Sunday, January 07, 2007

not a burning bush, but still pretty cool

Read this last night:
"You want to know why seeing stark evil hasn't made me rough or bitter? Remember, I said it was God who was prying the little girl's hands off her eyes. As if He were saying, 'I can't use ivory-tower followers. They're plaster of paris, they crumble and fall apart in life's press. So you've got to see life the way it really is before you can do anything about evil. You cannot vanquish it. I can. But in My world the battle against evil has to be a joint endeavor. You and Me. I, God, in you, can have the victory every time.'"
Christy by Catherine Marshall

Crazy how God speaks in random places. This is a fiction book that I've been reading. (It keeps finding its way to the top of the stack of serious Christian books I've got.)

I've been praying alot about why bad stuff has happened to me. And why God would want to use me if I'm such a mess. And why it is that I see the bad stuff and feel compelled to do anything about it.

Wednesday, January 03, 2007

invisible

I don't like being ignored.

It hurts my feelings. I take it way too personally.

I assume (perhaps wrongly? not sure) that I'm friends with the people around me. So when I get treated differently by one of those people, I freak out.
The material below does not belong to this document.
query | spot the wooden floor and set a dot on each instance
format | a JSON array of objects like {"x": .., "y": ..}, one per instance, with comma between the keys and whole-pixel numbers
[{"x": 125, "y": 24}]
What happens is that I decide that I must have done something to make them dislike me. Which makes me more awkward than I am on a normal basis. And then it's all downhill from there.

It makes me feel invisible. Like I don't matter. Like it wouldn't matter if I was there or not because they want to avoid me anyway.

It's been a battle. Me versus Satan. Frankly, he wins way more that I'd like to admit.

I know that it doesn't matter what other people think of me. That I shouldn't care because God loves me and that's all I need. But it still bothers me to think that I ever did anything to push someone away from being my friend.